Flight mobile sculpture – hands as wings

contemporary art fight mobile

Flight.

Wood, plastic. June 2022. Solo exhibition, Tremenheere Sculpture Gardens, Cornwall.

A mobile sculpture consisting of wooden spheres with plastic hands that form wings.

Hands are a recurrent theme in my work, as is flight. I’ve created several works that feature hands as wings, usually in the form of sketches and other drawings.

Using hands as wings is actually far from being far-fetched. The wings of birds and bats both evolved from hands (which is why birds and bats don’t have hands – it’s a choice of one or the other. Angels and fairies have both, but they are made up and are anatomically incorrect). Insect wings evolved along a different route, possibly from heat-gathering flaps or panels (insects being very dependant on the heat of the sun).

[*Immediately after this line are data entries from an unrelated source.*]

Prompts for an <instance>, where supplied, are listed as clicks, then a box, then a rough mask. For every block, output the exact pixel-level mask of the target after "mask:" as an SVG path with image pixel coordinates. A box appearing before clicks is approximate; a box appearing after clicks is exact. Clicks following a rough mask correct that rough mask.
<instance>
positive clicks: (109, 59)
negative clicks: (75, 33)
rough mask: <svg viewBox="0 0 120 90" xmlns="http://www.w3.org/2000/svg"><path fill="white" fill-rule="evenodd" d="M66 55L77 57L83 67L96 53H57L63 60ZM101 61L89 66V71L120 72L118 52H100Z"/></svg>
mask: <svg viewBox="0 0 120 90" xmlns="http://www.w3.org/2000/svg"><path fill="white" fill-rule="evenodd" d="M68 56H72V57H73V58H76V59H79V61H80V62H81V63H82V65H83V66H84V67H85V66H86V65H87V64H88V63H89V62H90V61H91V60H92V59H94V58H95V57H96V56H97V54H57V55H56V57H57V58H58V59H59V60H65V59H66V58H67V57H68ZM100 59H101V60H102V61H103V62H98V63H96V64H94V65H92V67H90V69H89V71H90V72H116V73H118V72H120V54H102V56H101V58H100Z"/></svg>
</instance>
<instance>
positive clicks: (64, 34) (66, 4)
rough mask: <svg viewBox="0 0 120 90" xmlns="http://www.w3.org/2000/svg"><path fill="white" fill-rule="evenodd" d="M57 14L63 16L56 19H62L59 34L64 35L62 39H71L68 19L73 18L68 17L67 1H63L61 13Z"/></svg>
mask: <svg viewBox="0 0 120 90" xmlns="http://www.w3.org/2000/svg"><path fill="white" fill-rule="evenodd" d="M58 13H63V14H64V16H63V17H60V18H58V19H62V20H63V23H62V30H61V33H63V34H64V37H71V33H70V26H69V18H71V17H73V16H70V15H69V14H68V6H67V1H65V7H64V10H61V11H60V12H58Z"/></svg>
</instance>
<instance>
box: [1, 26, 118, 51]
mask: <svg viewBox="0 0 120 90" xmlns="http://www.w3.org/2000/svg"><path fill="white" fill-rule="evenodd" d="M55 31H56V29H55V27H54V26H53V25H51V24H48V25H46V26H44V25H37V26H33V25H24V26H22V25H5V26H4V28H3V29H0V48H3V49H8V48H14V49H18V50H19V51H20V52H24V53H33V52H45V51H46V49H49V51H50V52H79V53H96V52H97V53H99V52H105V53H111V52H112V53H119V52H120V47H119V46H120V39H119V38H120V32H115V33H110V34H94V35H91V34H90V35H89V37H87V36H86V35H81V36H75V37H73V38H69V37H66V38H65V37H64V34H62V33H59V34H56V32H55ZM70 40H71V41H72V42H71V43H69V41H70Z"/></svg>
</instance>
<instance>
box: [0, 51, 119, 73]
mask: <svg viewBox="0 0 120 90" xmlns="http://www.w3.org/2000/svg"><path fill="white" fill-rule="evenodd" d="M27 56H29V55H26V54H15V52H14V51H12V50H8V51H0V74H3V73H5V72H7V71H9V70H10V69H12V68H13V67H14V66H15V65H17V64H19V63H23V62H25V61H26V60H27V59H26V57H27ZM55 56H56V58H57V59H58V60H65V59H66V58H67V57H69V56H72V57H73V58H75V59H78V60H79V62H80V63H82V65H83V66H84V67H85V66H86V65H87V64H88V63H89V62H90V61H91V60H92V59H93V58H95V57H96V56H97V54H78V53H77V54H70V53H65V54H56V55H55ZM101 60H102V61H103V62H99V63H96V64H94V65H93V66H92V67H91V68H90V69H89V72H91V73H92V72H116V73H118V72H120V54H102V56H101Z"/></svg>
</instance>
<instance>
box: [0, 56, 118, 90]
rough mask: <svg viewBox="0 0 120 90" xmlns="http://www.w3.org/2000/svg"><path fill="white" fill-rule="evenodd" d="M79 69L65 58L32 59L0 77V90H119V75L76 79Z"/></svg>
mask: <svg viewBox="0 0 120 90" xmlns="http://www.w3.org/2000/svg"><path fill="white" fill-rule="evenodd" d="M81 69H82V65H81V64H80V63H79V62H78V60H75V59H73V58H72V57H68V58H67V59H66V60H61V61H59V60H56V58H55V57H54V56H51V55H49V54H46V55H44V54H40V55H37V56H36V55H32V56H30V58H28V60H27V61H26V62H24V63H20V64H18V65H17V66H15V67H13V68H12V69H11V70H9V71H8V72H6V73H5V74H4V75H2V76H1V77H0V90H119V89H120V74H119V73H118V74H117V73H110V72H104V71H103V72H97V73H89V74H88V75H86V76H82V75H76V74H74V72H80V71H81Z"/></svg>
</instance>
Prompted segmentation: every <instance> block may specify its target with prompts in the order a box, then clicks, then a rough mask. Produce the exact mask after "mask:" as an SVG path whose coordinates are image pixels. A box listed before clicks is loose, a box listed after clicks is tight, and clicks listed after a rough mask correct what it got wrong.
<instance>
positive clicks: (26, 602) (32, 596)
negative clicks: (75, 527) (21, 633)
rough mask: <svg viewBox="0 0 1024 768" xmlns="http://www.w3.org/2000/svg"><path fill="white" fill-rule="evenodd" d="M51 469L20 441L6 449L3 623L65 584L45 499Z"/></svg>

The symbolism of flight is linked closely with the concept of freedom. This link can be overstated, I think, especially when we project it onto the natural world. We envy the flight of birds, but birds don’t fly because they are free. Small birds that in theory can fly wherever they please often tend to spend their whole lives in a single place such as an individual tree. Some of them may migrate thousands of miles to reach their chosen tree, but they’ve possibly travelled there from another individual tree in a different part of the world. On top of this, on isolated islands that have no predators birds frequently lose the power of flight, so flying obviously isn’t one of their primary concerns.